Bond yields should be lower. At least at the long-end.
That’s not an assessment based on any fair value model. And it’s not even my assessment. Rather, it’s what you might say if you were musing idly about recent macro developments and market pricing for the Fed.
“Inflation [was] whipped from 9% to 3% [and] everyone expects the Fed to fold [at] the first sign of trouble,” BofA’s Michael Hartnett remarked, noting that 110bps of cuts are still priced for 2024.
I’d note that 110bps next year wouldn’t count as especially aggressive. That’s just one 25bps increment per quarter, hardly indicative of panic easing. Still, Hartnett’s point is well taken.
But it’s not just Fed easing expectations and falling inflation in the US that ostensibly argue for lower long-end yields. Notwithstanding jobless claims that continue to defy expectations for an imminent surge, the labor market is cooling.
The pace of job creation continues to decelerate, but in benign fashion. Wage growth has receded in tandem.
Meanwhile, the European economy is stuck in neutral at best, Germany is in a recession and we all know what’s happening in China. Dual recessions in the world’s second- and fourth-largest economies don’t exactly scream for higher bond yields.
Oh, and then there’s the promise of an A.I.-enabled productivity boom, which would be disinflationary in the near-term, even if, as Hartnett not-so-subtly suggested, it might be a pipe dream.
So, what gives? Why are long-end yields stuck higher? Most of you can answer that question. It’s “because the term premium is rising due to big deficits and debt at a time of war not peace, protectionism not globalization, socialism not capitalism and labor not profits,” Hartnett wrote.
The figure above illustrates the labor over profits dynamic. Public support for unions is on the rise.
While we’d all (hopefully) agree that peace is preferable to war, market participants have an ingrained aversion to protectionism, socialism and labor, all of which in one way or another threaten to subtract from what’s “rightfully” due to shareholders.
Maybe — and I’m just tossing this out there — we should remind ourselves that shareholder capitalism isn’t the only kind of capitalism. If, in our determination and zeal to subjugate every other stakeholder to the profit motive, we create the social conditions under which desperate voters gravitate towards their party’s poles, we have only ourselves to blame when things go left — figuratively or literally.

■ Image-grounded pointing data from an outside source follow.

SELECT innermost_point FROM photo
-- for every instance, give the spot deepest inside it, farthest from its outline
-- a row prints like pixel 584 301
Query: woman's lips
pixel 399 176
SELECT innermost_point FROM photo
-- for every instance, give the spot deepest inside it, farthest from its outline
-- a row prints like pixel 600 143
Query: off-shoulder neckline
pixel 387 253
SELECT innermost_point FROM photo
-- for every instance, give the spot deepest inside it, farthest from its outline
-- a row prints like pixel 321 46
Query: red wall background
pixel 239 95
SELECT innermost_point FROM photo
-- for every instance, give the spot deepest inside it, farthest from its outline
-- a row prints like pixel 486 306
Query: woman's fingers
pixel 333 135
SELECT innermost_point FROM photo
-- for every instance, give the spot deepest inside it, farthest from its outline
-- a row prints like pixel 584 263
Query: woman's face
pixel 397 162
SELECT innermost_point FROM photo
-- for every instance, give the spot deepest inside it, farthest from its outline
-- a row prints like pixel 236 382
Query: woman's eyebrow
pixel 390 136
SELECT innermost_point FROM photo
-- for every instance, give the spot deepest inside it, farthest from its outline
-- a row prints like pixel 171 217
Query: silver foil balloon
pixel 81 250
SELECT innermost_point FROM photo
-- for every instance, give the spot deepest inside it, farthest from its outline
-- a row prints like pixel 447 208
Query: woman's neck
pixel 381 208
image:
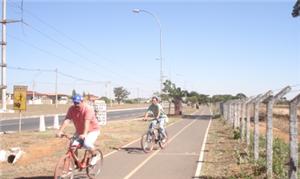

Great point, very well said.
The most stunning point in this post was found in the next to last paragraph, starting: “… market participants. I’m not a socialist (although a quick tour through the Mayflower Compact will show that the Pilgrims surely were) although I was an econ major and at the tender age of 20 and I could see why so many of my fellows leaned in that direction. Like most other childhood ailments, the condition passed quietly in a couple years as I started my doctoral program in finance. I am, however, very sensitive to the plight of exploited workers. My family’s company was contracted with by the UAW, 15 miles from a dying automaker (Studebaker). I helped negotiate two contracts for our firm. The union president was truly illiterate, couldn’t actually read the contracts and signed with an X. Compared to our competitors we were the ones being exploited and that didn’t leave me as a great supporter of unionized labor. However, soon after taking my first solid job as a prof at a unionized regional state university, I soon discovered what exploited labor really looked like. Our faculty earned average pay 45% below that of faculty at the state’s flagship university in similar positions. It was so embarrassing that our Provost called me, after a couple years when I got tenure, and asked me to join the union and become a negotiator for the faculty. It turned out that our pitiful salary and benefit levels to which we were subjected, were also punishing the administrators we worked for. He begged me to get the union to ask for significant economic improvements, promising to agree to our “demands,” helping us and themselves as well. Altogether, I negotiated five contracts for the faculty (and worked for management on one other). The lot of the faculty was improved but I know it is once again under pressure.
While shareholders are entitled to a fair return on their investments, so, too, should people who do the work that makes the company’s profit be paid a “living wage.” I don’t know where this puts me on the social scale (don’t care about labels) but neither do I care much for “market participants” who gladly extract as much as they can from the people who actually create the basic values they enjoy. The stock market is a garage sale where “greater fools” are happy to gamble their “dry powder” based on the hard work of people who ultimately can’t save enough to fix a flat or a broken clothes dryer. To this my sense of justice cries enough! Market participants can take a hike. I’m a bit weary of donating a quarter of my income every year for those in need to help clean up the mess those gamblers leave behind.
H. I have always been pleased to see you sincerely populate these pages with sensitivity to those in the bottom 50%. Thanks very much for that.